Shoupade at River Line Park in Smyrna
Sometimes, the south has more in common with Europe than with the rest of the U.S. While almost any region can claim at least one major conflict, Georgia’s soil has more in common with Belgium. Here, we have the ghosts of conflicts ranging from ones that pre-date Europoean settlement (Cherokee vs. Creek vs. Seminole) through German U-Boats off the coast during World War 2.
Of course, there’s the granddaddy of all conflicts that have touched Georgia… and metro Atlanta… Sherman’s March to the Sea.
I’d never do justice to the conflict by synopsizing the history here. Suffice to say, the metro area is rife with historical markers, buildings and… most fascinating to me… earthworks.
I don’t know why, but there’s something about ad-hoc structures that have withstood encroachment from both human and nature for a few hundred years. On my first trip to Yorktown, near the Virginia coast, I was in awe of miles of still-visible trenches and the two carefully maintained redoubts (strongpoints in or near a line of trenches). Kennesaw’s battlefields had the same hold on me, particularly Cheatham Hill.
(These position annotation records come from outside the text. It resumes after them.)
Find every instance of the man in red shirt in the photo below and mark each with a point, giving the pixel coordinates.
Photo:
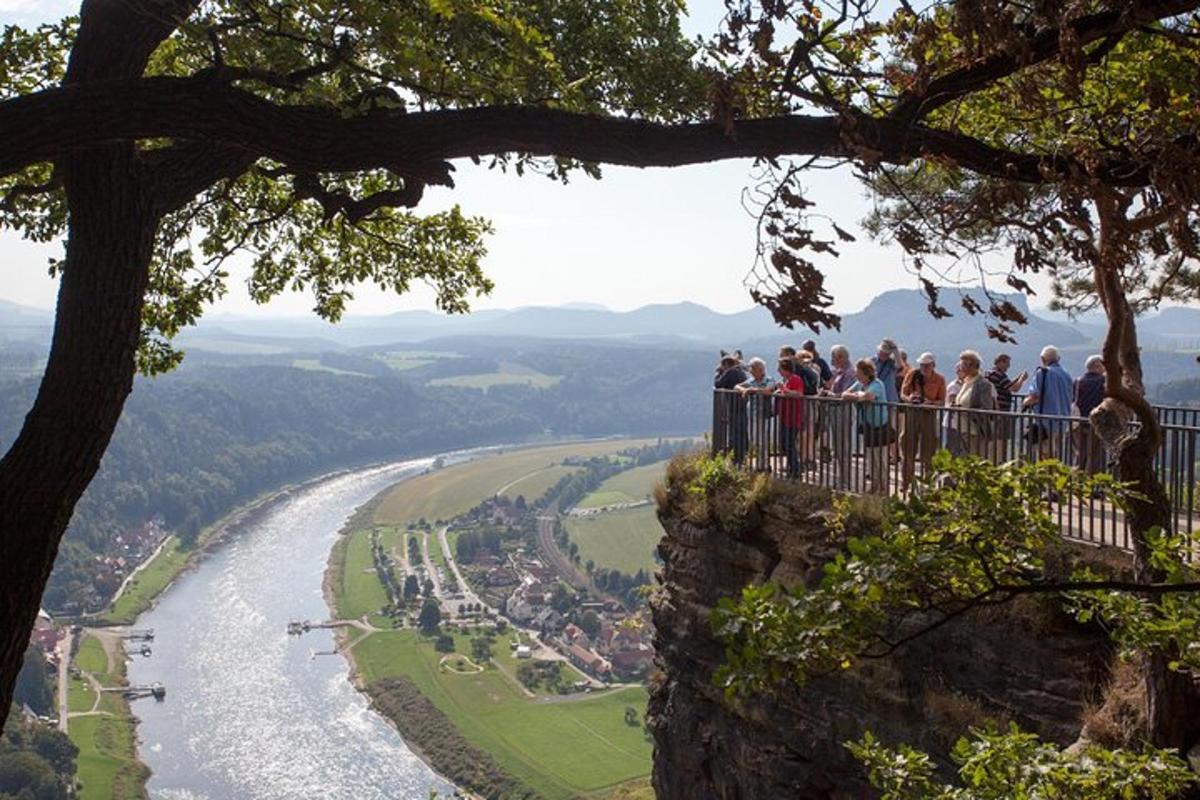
(790, 411)
(924, 391)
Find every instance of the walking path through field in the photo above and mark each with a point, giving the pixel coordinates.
(468, 594)
(64, 657)
(432, 572)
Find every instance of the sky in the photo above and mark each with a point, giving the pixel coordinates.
(634, 238)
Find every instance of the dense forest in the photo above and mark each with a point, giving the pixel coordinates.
(196, 443)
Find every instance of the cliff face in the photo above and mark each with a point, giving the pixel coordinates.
(1026, 663)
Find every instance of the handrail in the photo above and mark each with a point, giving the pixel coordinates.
(828, 441)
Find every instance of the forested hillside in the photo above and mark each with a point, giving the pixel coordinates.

Imagine my joy when, on a whim, a jog at Smyrna’s new River Line Park yielded… earthworks!
At the back of the park, elevated above the 0.6 mile figure 8 path and the many, many soccer fields is part of a line of defense build by the Confederate defenders of Atlanta.
The name of the park, River Line, comes from the name of a series of defenses built on the north side of the Chattahoochee river, principally with slave labor from Atlanta-area plantations. At the heart of the defenses in the Smynra area are a series of emplacements that didn’t exist anywhere else in the war. They’re called “Shoupades” after their designer, Francis Shoup, a Indiana-born Confederate Brigadier General.
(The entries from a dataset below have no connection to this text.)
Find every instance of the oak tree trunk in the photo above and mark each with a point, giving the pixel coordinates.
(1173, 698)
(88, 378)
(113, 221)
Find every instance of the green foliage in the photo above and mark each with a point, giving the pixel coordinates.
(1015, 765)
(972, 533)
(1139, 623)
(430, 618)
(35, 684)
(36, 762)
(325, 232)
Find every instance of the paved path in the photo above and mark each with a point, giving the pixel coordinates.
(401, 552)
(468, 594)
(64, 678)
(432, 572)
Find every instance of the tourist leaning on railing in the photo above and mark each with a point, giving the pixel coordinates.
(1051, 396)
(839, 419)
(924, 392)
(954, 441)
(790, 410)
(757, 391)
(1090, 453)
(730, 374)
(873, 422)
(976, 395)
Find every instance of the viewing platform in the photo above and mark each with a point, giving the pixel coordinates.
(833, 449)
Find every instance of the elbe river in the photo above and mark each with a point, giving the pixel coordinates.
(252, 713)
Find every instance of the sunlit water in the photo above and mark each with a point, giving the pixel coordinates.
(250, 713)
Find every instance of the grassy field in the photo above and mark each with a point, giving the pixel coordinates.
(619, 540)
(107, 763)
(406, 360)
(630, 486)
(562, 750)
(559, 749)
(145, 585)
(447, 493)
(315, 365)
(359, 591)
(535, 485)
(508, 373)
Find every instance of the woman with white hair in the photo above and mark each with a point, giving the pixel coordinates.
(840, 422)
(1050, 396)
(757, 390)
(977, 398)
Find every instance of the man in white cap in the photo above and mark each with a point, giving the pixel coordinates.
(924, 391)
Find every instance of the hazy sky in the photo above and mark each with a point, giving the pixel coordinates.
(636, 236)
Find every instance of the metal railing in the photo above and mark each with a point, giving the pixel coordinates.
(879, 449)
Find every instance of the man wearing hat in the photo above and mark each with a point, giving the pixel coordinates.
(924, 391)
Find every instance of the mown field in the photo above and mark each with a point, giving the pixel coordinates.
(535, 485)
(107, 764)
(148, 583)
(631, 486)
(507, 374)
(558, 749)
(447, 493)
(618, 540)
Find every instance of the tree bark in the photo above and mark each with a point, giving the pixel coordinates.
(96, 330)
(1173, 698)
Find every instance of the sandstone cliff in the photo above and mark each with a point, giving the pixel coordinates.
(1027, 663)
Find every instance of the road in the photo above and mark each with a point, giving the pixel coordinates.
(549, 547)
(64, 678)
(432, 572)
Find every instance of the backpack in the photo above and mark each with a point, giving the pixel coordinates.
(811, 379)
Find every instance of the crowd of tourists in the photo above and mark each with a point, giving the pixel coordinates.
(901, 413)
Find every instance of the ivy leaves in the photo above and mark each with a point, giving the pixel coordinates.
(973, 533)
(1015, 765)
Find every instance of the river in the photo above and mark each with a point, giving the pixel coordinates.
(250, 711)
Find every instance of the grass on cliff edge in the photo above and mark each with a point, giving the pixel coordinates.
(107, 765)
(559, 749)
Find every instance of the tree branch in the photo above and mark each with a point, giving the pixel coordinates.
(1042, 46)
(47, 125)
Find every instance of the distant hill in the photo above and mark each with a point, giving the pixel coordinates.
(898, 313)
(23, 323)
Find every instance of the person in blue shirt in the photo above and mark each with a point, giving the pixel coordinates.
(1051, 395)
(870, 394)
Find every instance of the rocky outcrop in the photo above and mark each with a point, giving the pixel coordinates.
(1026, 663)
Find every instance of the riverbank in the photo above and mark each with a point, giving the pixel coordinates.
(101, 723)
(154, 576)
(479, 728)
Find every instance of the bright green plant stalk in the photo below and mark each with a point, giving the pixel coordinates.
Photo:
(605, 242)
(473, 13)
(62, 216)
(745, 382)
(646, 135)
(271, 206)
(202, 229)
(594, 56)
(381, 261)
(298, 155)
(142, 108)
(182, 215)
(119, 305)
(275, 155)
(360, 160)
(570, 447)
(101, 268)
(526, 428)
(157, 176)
The Shoupade is sort of arrowhead-shaped with the business end pointed towards the advancing foe. A particular advantage is that two Shoupades could provide crossfire into an area that would typically be defended by a longer, traditional trench. Focused point defenses can, in the right terrain, be murderously effective. And it could be done with fewer defenders, meaning more would be available for flanking counterattacks.
Sherman found the defenses daunting, and had part of his army build trenches and artillery batteries opposite the River Line defenses in order to engage the River Line forces and thus pin them in their defenses. Conferderate General Johnston withdrew his forces south of the Chattahoochee before the River Line was outflanked.
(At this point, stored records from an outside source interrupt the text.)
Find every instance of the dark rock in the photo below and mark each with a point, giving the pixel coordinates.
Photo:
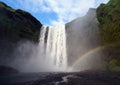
(5, 70)
(18, 24)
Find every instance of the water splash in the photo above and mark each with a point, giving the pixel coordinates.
(53, 43)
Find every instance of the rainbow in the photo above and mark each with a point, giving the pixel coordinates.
(90, 52)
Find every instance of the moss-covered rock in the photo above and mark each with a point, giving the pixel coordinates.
(18, 24)
(109, 22)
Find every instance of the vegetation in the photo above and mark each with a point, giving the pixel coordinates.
(18, 24)
(109, 22)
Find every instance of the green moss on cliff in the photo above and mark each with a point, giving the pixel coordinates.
(18, 24)
(109, 22)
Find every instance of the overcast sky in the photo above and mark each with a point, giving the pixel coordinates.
(52, 12)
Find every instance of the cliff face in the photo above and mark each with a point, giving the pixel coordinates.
(109, 22)
(15, 26)
(82, 37)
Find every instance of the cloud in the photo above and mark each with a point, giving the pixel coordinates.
(66, 10)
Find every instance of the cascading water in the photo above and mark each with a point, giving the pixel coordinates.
(53, 43)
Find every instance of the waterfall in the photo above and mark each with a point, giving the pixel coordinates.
(53, 43)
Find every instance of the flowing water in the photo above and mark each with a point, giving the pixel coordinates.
(53, 43)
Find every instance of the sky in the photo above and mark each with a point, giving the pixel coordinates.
(53, 12)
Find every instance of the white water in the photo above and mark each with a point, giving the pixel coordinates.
(53, 43)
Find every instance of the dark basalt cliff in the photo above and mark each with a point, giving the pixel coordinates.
(109, 22)
(17, 25)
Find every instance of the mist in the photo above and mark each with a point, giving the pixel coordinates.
(30, 57)
(82, 40)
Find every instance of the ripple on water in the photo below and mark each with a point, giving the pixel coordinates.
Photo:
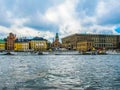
(60, 72)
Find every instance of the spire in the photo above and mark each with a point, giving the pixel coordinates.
(57, 37)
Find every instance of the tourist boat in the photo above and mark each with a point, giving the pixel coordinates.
(93, 53)
(112, 52)
(7, 53)
(68, 52)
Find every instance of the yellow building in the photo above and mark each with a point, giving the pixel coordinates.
(21, 45)
(2, 45)
(38, 44)
(85, 45)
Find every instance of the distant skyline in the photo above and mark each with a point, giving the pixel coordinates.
(46, 17)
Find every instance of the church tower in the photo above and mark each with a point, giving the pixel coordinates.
(56, 43)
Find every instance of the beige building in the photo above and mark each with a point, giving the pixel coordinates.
(99, 41)
(38, 44)
(2, 45)
(21, 45)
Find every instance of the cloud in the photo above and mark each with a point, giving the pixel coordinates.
(65, 16)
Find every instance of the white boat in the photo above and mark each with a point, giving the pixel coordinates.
(112, 52)
(61, 53)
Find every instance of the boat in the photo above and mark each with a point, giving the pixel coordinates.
(58, 52)
(7, 53)
(93, 53)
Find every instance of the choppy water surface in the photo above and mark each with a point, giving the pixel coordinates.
(90, 72)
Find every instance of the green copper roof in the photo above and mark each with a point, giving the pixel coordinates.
(2, 41)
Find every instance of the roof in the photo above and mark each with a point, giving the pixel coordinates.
(79, 34)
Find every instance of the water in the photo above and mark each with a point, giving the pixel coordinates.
(54, 72)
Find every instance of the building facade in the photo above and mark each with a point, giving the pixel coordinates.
(85, 45)
(10, 41)
(56, 43)
(38, 44)
(99, 41)
(21, 45)
(2, 45)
More than just a Civil War relic, these earthworks represent the complexity of our shared American history. The design itself was both effective and ingenious, praised by Union and Confederate officers alike. But Shoup was a transplant from Indiana who moved to the south and supported the Confederacy because he harbored some aristocratic ambitions he thought could best be fed in the south. It was built with slave labor with the express strategic purpose of maintaining a system of government that would keep the builders of the defenses without rights, in poverty and under the yoke.
Still, and let’s set my lame attempts at a dramatic summation of “what it all means” to the side, as an Atlanta native, it’s my history.